Bedava DeepSeek baldan tatlıdır

İlk kez 8 Eylül 2020’de The Guardian gazetesinde “Bu makalenin tamamını bir robot yazdı. İnsanlar, hâlâ korkmuyor musunuz?” başlıklı makale ile duymuştuk adını ChatGPT’nin. Ardından üç yıl kadar süren sessizlikten sonra bir anda her derde deva yapay zekâ asistanımız olarak hayatımıza giriverdi.

İlk zamanlarda kendisine ilgi yoğundu ve erişim güçlükleri yaşıyorduk. Ona sorular sorarak gerçekten anlatıldığı kadar akıllı olup olmadığını anlamaya çalışıyorduk. Kısa zamanda birbirimize alıştık. Özellikle pandemi sürecinde çevrimiçi ders ve sınavlarda öğrencilerin bir numaralı yoldaşı oldu ChatGPT.

Zamanla o da bize alıştı, ya da evrildi diyelim; yalan atmaya, yüzeysel ya da eksik bilgiler sunmaya başladı. Medyanın ona ilgisi de evrilmişti; hepimizi işsiz bırakacak haberlerinin yerini ona yemek tarifini yazdıran ev kadınları ya da trafik cezasına itiraz dilekçesi yazdıran sürücüleri anlatan daha magazinsel haberler almaya başladı.

İşte tam bu dönemde hayatımıza girdi DeepSeek! Gerçi Google, Meta ve X gibi teknoloji devlerinin de kendi yapay zekâ araçları ortalıkta geziyor ancak hiçbiri ChatGPT kadar popüler olamadı. Arayüzü bile ChatGPT’yi andıran, “made in China” etiketi dışında kusuru bulunmayan, üstüne üstlük tamamen ‘ücretsiz’ olan DeepSeek, medyanın da gazıyla kısa bir sürede bütün ilgiyi üzerine çekmeyi başardı.

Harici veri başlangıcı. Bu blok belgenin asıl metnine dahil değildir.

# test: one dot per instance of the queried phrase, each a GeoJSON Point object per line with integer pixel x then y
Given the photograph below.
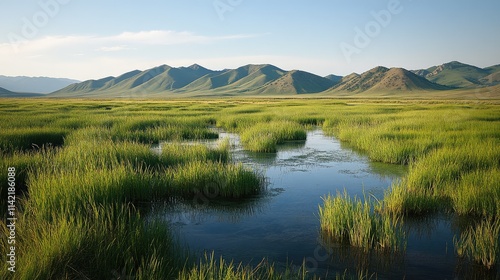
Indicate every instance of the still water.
{"type": "Point", "coordinates": [282, 224]}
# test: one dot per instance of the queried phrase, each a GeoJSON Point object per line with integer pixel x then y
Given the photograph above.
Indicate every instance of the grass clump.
{"type": "Point", "coordinates": [349, 220]}
{"type": "Point", "coordinates": [264, 137]}
{"type": "Point", "coordinates": [27, 138]}
{"type": "Point", "coordinates": [211, 268]}
{"type": "Point", "coordinates": [481, 243]}
{"type": "Point", "coordinates": [214, 180]}
{"type": "Point", "coordinates": [178, 153]}
{"type": "Point", "coordinates": [110, 242]}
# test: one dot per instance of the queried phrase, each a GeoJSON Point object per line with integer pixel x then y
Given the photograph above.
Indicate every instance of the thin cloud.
{"type": "Point", "coordinates": [114, 42]}
{"type": "Point", "coordinates": [114, 48]}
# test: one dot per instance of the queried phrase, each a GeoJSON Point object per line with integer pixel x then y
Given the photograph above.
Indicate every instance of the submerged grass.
{"type": "Point", "coordinates": [211, 268]}
{"type": "Point", "coordinates": [264, 137]}
{"type": "Point", "coordinates": [481, 243]}
{"type": "Point", "coordinates": [350, 220]}
{"type": "Point", "coordinates": [85, 163]}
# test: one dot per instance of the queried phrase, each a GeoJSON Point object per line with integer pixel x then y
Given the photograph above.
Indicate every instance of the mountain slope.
{"type": "Point", "coordinates": [297, 82]}
{"type": "Point", "coordinates": [158, 79]}
{"type": "Point", "coordinates": [363, 82]}
{"type": "Point", "coordinates": [334, 78]}
{"type": "Point", "coordinates": [460, 75]}
{"type": "Point", "coordinates": [34, 84]}
{"type": "Point", "coordinates": [399, 79]}
{"type": "Point", "coordinates": [7, 93]}
{"type": "Point", "coordinates": [242, 79]}
{"type": "Point", "coordinates": [381, 79]}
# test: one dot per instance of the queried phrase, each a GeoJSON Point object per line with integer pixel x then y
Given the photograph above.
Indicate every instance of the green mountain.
{"type": "Point", "coordinates": [34, 84]}
{"type": "Point", "coordinates": [297, 82]}
{"type": "Point", "coordinates": [7, 93]}
{"type": "Point", "coordinates": [334, 78]}
{"type": "Point", "coordinates": [196, 80]}
{"type": "Point", "coordinates": [381, 79]}
{"type": "Point", "coordinates": [460, 75]}
{"type": "Point", "coordinates": [242, 79]}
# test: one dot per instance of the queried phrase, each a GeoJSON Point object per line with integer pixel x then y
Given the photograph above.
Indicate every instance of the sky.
{"type": "Point", "coordinates": [92, 39]}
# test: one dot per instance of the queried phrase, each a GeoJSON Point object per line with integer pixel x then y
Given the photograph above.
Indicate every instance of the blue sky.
{"type": "Point", "coordinates": [90, 39]}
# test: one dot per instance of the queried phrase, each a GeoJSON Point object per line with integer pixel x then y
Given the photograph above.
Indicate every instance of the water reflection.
{"type": "Point", "coordinates": [282, 224]}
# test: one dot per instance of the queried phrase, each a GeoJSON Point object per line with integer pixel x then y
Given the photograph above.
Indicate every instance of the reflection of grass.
{"type": "Point", "coordinates": [211, 268]}
{"type": "Point", "coordinates": [97, 164]}
{"type": "Point", "coordinates": [350, 220]}
{"type": "Point", "coordinates": [264, 137]}
{"type": "Point", "coordinates": [481, 243]}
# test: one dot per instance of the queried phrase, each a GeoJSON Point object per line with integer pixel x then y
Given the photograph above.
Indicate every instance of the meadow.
{"type": "Point", "coordinates": [85, 169]}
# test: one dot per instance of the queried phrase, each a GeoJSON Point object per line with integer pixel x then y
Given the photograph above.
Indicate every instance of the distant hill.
{"type": "Point", "coordinates": [254, 79]}
{"type": "Point", "coordinates": [242, 79]}
{"type": "Point", "coordinates": [334, 78]}
{"type": "Point", "coordinates": [298, 82]}
{"type": "Point", "coordinates": [34, 84]}
{"type": "Point", "coordinates": [383, 79]}
{"type": "Point", "coordinates": [8, 93]}
{"type": "Point", "coordinates": [197, 80]}
{"type": "Point", "coordinates": [460, 75]}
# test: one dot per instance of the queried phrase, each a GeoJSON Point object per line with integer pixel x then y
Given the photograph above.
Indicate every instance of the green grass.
{"type": "Point", "coordinates": [31, 138]}
{"type": "Point", "coordinates": [97, 164]}
{"type": "Point", "coordinates": [111, 241]}
{"type": "Point", "coordinates": [481, 243]}
{"type": "Point", "coordinates": [349, 220]}
{"type": "Point", "coordinates": [264, 137]}
{"type": "Point", "coordinates": [211, 268]}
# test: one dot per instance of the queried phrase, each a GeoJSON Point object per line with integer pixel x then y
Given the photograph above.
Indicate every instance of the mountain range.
{"type": "Point", "coordinates": [24, 84]}
{"type": "Point", "coordinates": [266, 79]}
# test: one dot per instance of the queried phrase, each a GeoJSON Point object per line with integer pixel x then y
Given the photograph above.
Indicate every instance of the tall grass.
{"type": "Point", "coordinates": [30, 138]}
{"type": "Point", "coordinates": [264, 137]}
{"type": "Point", "coordinates": [481, 243]}
{"type": "Point", "coordinates": [111, 241]}
{"type": "Point", "coordinates": [100, 161]}
{"type": "Point", "coordinates": [211, 268]}
{"type": "Point", "coordinates": [349, 220]}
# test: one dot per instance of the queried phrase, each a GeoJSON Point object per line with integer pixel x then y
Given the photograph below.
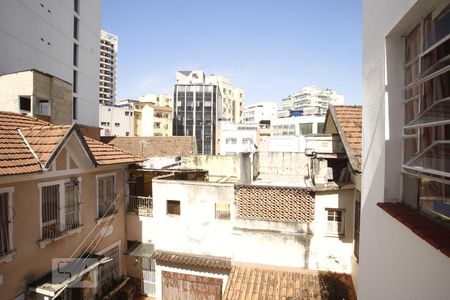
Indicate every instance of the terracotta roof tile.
{"type": "Point", "coordinates": [105, 154]}
{"type": "Point", "coordinates": [348, 120]}
{"type": "Point", "coordinates": [192, 259]}
{"type": "Point", "coordinates": [44, 139]}
{"type": "Point", "coordinates": [273, 203]}
{"type": "Point", "coordinates": [15, 156]}
{"type": "Point", "coordinates": [19, 133]}
{"type": "Point", "coordinates": [265, 282]}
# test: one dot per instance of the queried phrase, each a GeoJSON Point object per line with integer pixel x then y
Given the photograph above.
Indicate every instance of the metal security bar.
{"type": "Point", "coordinates": [5, 225]}
{"type": "Point", "coordinates": [140, 205]}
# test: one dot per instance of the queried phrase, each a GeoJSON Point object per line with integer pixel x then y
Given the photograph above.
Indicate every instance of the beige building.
{"type": "Point", "coordinates": [152, 116]}
{"type": "Point", "coordinates": [61, 210]}
{"type": "Point", "coordinates": [37, 94]}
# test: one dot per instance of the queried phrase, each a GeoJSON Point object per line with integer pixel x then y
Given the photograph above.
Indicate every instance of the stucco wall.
{"type": "Point", "coordinates": [31, 262]}
{"type": "Point", "coordinates": [394, 262]}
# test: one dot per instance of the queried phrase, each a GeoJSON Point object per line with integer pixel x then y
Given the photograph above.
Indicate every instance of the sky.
{"type": "Point", "coordinates": [271, 49]}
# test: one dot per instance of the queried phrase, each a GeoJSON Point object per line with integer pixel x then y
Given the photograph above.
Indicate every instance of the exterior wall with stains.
{"type": "Point", "coordinates": [31, 260]}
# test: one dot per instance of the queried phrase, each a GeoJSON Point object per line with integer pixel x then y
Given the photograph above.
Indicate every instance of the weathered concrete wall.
{"type": "Point", "coordinates": [156, 146]}
{"type": "Point", "coordinates": [291, 164]}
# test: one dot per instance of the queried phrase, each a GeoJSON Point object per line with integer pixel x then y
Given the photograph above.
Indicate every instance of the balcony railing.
{"type": "Point", "coordinates": [140, 205]}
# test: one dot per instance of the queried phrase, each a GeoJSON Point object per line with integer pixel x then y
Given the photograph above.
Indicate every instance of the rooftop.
{"type": "Point", "coordinates": [348, 121]}
{"type": "Point", "coordinates": [28, 145]}
{"type": "Point", "coordinates": [267, 282]}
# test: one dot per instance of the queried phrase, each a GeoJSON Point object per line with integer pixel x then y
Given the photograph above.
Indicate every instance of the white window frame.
{"type": "Point", "coordinates": [97, 177]}
{"type": "Point", "coordinates": [62, 202]}
{"type": "Point", "coordinates": [335, 233]}
{"type": "Point", "coordinates": [10, 192]}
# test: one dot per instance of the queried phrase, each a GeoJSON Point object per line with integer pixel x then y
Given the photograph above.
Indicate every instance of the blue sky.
{"type": "Point", "coordinates": [269, 48]}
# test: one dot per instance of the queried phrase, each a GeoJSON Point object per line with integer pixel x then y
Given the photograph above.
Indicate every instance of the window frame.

Haliyle “Hangisi daha başarılı?” ya da “Hangisi daha güvenilir?” gibi sorular sıkça sorulmaya başladı. Maalesef, pandemi sürecinde sıkça karşılaştığımız “Biontech mi yoksa Sinovac mı?” sorusunun güncel bir türevi ile bir kez daha karşı karşıyayız!

Benim için ChatGPT, her fırsatta kaytaran ve yakalandığında ‘aptala yatıp’ bir daha yapmamak üzere özür dilemesine rağmen bir türlü bu kusurundan vazgeçmeyen bakkal çırağından farksız şu anda. Rutin işleri kolaylaştırması açısından elimin altında bulunmasını tercih ettiğim, ancak yaptığı her işi ardından kontrol etmem gerektiğini bildiğim için ciddi işlerde yararlanmaktan imtina ettiğim bir dijital asistan sadece. Bir hesap makinesinden ya da cep telefonundan farkı yok yani!

DeepSeek ise ücretsiz olması sebebiyle yoğun kullanımdan ötürü güçlükle erişilebilen, normal bir kullanıcı için ChatGPT ile aynı kalibrede hizmet sunabilmesi açısından rekabetçi bir ortam yaratan bir alternatif olması sebebiyle piyasa açısından ciddi bir rol yüklenmiş görünüyor. Çin merkezli olması, verilerimizi çalıyor olabileceği gibi eleştiriler ise ücretsizlik avantajı sayesinde kullanıcılar açısından şu aşamada çok fazla anlam ifade etmiyor. Nihayetinde ChatGPT’nin siciline yönelik de benzer ithamlar yer aldığını da unutmamak gerekiyor.

Test ettiğim süre zarfından DeepSeek ile ilgili olumlu ve olumsuz çeşitli tecrübeler edindim. Belki ilerleyen haftalarda özellikle ilginç olanlarını paylaşabilirim. Ancak şundan eminim ki, bu uygulama ücretsiz kaldığı sürece en yaygın kullanım öğrenciler tarafından gerçekleşecek. Bu konuya önümüzdeki haftalarda değinmek istiyorum. Ayrıca, ilerleyen haftalarda yapay zekâ hizmetlerinin ücretlendirme politikasının geleceği üzerine de bir değerlendirmede bulunmamız gerekiyor, çünkü mevcut sistemlerin hiçbirinin sürdürülebilir bir gelecek vaat etmediği aşikâr!

Bir diğer can alıcı nokta ise yapay zekâ asistanlarının kullanımına ve vermekte oldukları hizmetlere ilişkin etik sıkıntılar. Sonraki yazılarda bu konuda da bazı ilginç noktalara değinmeyi planlıyorum.